Mukesh Ambani’s net worth in 2022 is estimated at $ 94 billion. Adani
and Ambani Group of Companies own most of the major industries such as ports,
airports, banks, media houses, mines, Cement, Gas, Power and Public Sector Assets etc.,
monopolizing the capital, earning and accumulating the wealth detrimental to
the common good. It is a plunder of national resources and public assets,
unparalleled in independent India.
The State’s
debt burden has reached alarming proportions. India is spending 40% of its tax revenues on paying interest on debt, with the debt making an astronomical 90% of th GDP. According to Professor Gaurav Vallabh, the total debt per Indian over the past nine years of
the present regime has increased by 2.5 times as compared to 2014. The
outstanding debt of the Government of India was Rs.55.87 lakh crore as on March
31,2014, which is estimated to touch Rs.155.31 lakh crore by March 2023. And
every Indian will have a debt burden of Rs. 1..1 lakh, as against Rs. 43,000 in
2014. The massive borrowings are resulting in K-shaped recovery of economy and
concentration of wealth in the hands of a selected few-crony capitalists. The K-shaped recovery means that consumer spending is booming at the top, while the bulk of the population- the lower part of the K- is struggling with unemployment, inflation and stagnant consumer spending. That is how the Mercedes sales had a reord growth of 41% in 2022.
What
we see is obscene inequalities in terms of poverty, deprivation and
malnutrition.
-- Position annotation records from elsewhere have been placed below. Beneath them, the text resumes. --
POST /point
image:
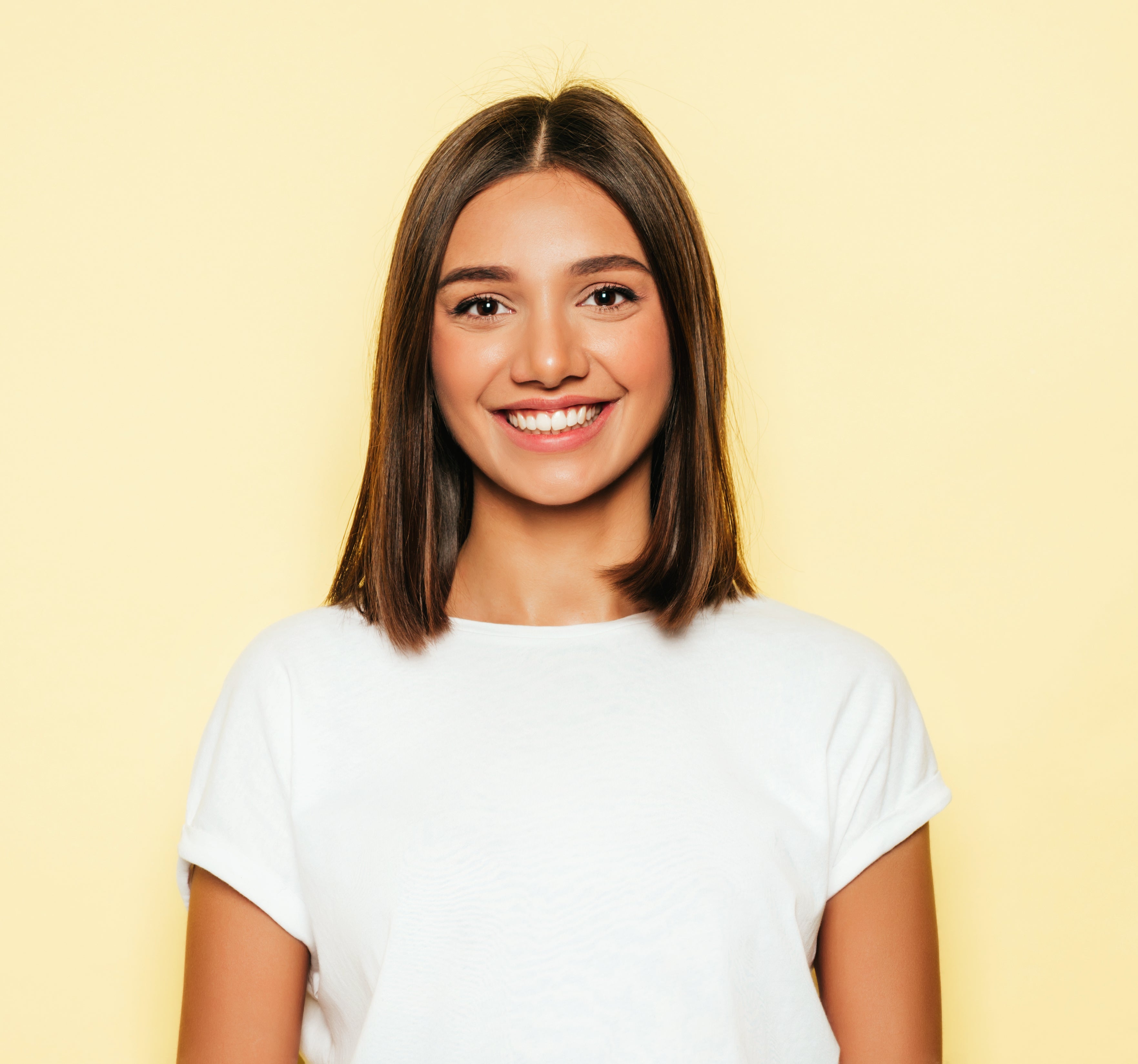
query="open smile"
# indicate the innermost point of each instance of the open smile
(540, 426)
(562, 420)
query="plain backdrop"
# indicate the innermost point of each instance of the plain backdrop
(926, 224)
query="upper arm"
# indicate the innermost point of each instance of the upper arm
(245, 978)
(878, 961)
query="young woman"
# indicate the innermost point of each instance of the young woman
(547, 781)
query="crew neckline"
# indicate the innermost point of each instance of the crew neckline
(549, 632)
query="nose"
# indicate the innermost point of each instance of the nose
(550, 354)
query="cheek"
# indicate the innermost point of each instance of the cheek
(460, 370)
(643, 362)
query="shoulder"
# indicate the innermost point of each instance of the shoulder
(811, 647)
(325, 638)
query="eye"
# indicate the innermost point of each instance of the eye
(482, 306)
(609, 296)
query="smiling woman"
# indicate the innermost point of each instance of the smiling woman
(547, 780)
(569, 269)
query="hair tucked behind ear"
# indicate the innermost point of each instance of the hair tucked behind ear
(415, 506)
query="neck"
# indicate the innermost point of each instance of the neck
(525, 564)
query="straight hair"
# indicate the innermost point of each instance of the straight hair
(415, 507)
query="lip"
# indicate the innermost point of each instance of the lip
(554, 443)
(560, 402)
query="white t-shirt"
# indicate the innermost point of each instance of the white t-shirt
(559, 845)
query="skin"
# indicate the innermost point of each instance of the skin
(534, 251)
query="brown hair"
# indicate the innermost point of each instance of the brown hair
(415, 506)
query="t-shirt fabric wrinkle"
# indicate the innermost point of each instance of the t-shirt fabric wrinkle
(552, 845)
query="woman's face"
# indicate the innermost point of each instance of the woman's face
(550, 347)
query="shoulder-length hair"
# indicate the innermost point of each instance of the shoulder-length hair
(415, 506)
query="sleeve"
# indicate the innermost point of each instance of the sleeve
(238, 818)
(882, 773)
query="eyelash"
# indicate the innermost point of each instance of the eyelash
(619, 289)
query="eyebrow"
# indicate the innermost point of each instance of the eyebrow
(477, 274)
(583, 268)
(600, 263)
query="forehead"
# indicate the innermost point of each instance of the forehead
(542, 220)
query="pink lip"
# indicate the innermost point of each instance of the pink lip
(554, 443)
(562, 402)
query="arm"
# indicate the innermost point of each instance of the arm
(878, 962)
(245, 978)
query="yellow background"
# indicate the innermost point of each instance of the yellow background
(926, 220)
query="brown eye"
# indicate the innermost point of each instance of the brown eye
(609, 297)
(482, 306)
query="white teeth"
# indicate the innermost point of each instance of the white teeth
(552, 421)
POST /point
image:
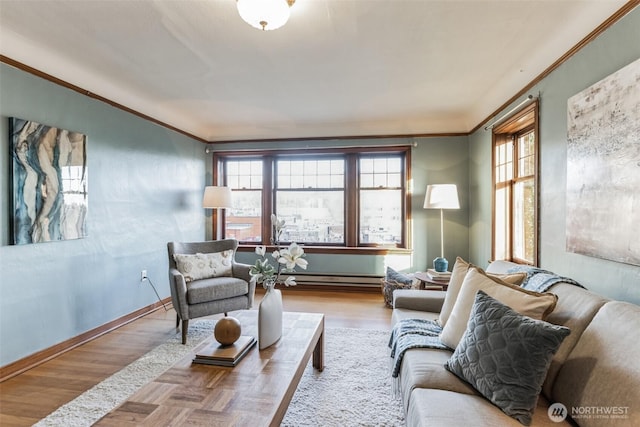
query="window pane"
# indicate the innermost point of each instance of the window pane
(502, 227)
(394, 180)
(380, 216)
(243, 222)
(322, 173)
(524, 220)
(386, 172)
(245, 174)
(311, 216)
(366, 165)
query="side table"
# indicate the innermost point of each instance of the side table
(429, 283)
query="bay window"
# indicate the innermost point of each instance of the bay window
(333, 197)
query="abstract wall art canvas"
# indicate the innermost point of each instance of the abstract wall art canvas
(603, 168)
(49, 167)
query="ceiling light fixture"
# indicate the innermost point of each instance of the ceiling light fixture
(265, 14)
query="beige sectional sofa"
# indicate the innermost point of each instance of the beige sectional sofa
(594, 374)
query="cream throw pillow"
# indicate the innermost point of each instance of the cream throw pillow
(528, 303)
(458, 273)
(204, 266)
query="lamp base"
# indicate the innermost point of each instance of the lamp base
(440, 264)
India is a home for the largest number of the poor and the
malnourished in the world. In the Global Hunger Index 2022, India ranks at 107
out of 121 countries. On average an Indian is spending more than 60% of his
pocket expenses on health, as against 18% in the rest of the world. And with massive privatisation of education
and health, the poor and marginalised are deprived of access to good public education
and public health. The Union government doesn’t spend even 2% of GDP on these
essential services, when India’s neighbouring couriers and the developed countries
spend a substantial amount of GDP on these services.
At
the recently concluded Davos Summit on Climate in Switzerland, a delegate was
required to pay more than $.120,000. And more than 3000 delegates participated
in the Summit. When there is growing divide between the rich and the poor, the
question we should ask is: how many people get two square meals a day and meet the
minimum basic needs. The wealth of the top 1% super-rich has increased by 26
trillion dollars during the past two years- more than twice that of the bottom
99% of population. Apart from income and wealth disparities, we are seeing
widening disparity in access to education. Only 15% of children in rural India
had access to online education during the pandemic, accounting for massive loss
of their education.
Ambedkar,
in his speech in the Constituent Assembly on November 25,1949, had warned: “If
we ignore the peril of increasing inequality in Indian society, then those who
suffer from inequality will blow up the structure of political democracy which we
have so laboriously built up.” And unless
the obscene economic inequality is addressed and concentration of wealth
checked by ensuring fair distribution of the wealth generated, it may lead to political
and social disruption. Better public education and health system are the drivers
of social equality.
It is important to impose wealth tax on the super-rich not only to bridge the growing divide between the rich and the poor, but also to generate revenue required to fund the education and health and other essential services to more than 80 core poor Indians who survive on the food subsidy. What is needed is massive public investment in education and health to pre-empt pollical and social disruption.